10,000 lawyers. The CIA today employs more than 100 lawyers, the Pentagon 10,000. "Every weapon used by the U.S. military, and most of the targets they are used against, are vetted and cleared by lawyers in advance," Goldsmith notes. In this respect, the national security community resembles the larger society. As Philip Howard of Common Good points out, we are stripping jungle gyms from playgrounds and paying for unneeded medical tests for fear of lawsuits.

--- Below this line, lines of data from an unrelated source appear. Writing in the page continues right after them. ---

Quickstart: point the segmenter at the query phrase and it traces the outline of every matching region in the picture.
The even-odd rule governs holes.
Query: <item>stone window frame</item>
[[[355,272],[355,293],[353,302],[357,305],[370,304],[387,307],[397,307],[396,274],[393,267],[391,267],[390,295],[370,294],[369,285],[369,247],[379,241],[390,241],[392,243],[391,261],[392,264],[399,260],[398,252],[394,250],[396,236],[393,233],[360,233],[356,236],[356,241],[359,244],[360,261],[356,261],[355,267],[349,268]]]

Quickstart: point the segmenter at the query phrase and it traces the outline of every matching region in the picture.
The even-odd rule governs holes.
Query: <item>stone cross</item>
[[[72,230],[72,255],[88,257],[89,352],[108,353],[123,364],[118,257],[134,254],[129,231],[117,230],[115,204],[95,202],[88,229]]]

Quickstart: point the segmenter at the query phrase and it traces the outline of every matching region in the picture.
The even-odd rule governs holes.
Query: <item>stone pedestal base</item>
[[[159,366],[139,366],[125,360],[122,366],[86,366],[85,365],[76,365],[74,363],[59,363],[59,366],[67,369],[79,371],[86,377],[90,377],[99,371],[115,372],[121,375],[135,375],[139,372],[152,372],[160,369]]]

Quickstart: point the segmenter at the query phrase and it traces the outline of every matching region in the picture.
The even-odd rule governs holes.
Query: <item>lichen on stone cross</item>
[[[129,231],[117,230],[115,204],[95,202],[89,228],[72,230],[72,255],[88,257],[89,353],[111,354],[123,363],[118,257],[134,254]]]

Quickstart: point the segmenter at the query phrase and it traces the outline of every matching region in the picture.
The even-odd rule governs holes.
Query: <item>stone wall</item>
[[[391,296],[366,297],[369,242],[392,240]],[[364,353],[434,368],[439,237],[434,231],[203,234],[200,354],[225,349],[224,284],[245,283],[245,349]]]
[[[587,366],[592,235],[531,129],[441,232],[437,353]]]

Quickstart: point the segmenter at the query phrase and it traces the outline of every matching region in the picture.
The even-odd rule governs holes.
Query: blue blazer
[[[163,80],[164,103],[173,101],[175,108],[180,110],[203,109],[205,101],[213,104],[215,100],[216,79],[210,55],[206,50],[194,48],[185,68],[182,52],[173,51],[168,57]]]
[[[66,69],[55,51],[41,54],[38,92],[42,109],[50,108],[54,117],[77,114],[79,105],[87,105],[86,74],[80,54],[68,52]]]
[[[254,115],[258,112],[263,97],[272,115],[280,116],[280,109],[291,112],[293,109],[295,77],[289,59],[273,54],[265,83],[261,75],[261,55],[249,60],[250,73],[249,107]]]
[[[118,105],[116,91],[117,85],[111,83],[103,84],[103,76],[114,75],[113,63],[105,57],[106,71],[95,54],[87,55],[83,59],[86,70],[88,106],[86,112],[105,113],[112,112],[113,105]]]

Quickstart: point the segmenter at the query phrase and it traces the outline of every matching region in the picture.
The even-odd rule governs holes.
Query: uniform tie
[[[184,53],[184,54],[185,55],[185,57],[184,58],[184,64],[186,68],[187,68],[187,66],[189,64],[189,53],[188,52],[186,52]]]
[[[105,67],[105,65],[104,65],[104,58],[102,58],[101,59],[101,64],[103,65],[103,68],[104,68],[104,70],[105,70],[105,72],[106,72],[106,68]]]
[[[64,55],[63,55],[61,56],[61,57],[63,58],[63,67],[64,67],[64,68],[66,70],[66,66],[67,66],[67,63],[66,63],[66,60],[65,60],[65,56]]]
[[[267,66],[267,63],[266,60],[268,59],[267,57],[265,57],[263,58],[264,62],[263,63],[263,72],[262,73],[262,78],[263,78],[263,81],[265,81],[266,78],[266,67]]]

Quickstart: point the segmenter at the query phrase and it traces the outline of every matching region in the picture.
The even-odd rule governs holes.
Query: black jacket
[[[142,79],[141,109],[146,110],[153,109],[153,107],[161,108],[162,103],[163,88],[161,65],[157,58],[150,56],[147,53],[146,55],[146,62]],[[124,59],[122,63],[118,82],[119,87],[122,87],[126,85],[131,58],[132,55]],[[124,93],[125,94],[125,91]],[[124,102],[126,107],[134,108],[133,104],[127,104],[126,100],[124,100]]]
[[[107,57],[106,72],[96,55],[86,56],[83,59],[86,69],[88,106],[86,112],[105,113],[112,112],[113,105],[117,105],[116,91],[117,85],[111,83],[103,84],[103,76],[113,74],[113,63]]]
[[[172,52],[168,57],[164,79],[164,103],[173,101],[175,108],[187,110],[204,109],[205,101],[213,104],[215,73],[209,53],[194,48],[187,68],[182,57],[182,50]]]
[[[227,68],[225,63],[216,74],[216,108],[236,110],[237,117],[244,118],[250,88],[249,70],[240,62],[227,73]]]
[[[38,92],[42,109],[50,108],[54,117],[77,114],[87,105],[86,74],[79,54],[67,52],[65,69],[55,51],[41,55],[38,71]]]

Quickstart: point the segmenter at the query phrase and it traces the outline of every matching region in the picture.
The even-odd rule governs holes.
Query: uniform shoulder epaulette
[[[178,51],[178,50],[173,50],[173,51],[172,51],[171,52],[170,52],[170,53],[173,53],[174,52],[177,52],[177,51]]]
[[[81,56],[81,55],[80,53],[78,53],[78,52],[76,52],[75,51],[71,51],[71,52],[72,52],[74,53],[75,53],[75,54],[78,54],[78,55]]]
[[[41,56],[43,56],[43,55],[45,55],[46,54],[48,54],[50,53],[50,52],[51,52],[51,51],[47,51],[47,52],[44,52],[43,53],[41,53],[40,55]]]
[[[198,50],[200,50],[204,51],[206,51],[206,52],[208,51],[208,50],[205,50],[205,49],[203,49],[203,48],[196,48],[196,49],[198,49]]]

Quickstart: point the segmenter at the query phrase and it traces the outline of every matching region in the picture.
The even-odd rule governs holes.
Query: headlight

The audiotapes released last week of Khalid Shaikh Mohammed's interrogation remind us that we are faced with evil enemies and that getting information from them can save lives. Goldsmith, who withdrew his predecessor's interrogation opinions, nevertheless understands this and makes a strong case that our national security apparatus is overlawyered. Most Americans seem to agree; an Investor's Business Daily poll shows that more than 60 percent of Americans—and majorities of Democrats as well as Republicans—favor wiretapping terrorist suspects without warrants, increased surveillance, retaining the Patriot Act, and holding enemy combatants at Guantánamo. Unfortunately, the 30 percent or so who disagree are disproportionately represented in the legal profession and in the media. The 1970s laws that have helped produce the overlawyering of this war were prompted by the misdeeds of one or two presidents. But they will hamper the efforts of our current president as well as his successors in responding to a threat that is likely to continue for many years to come.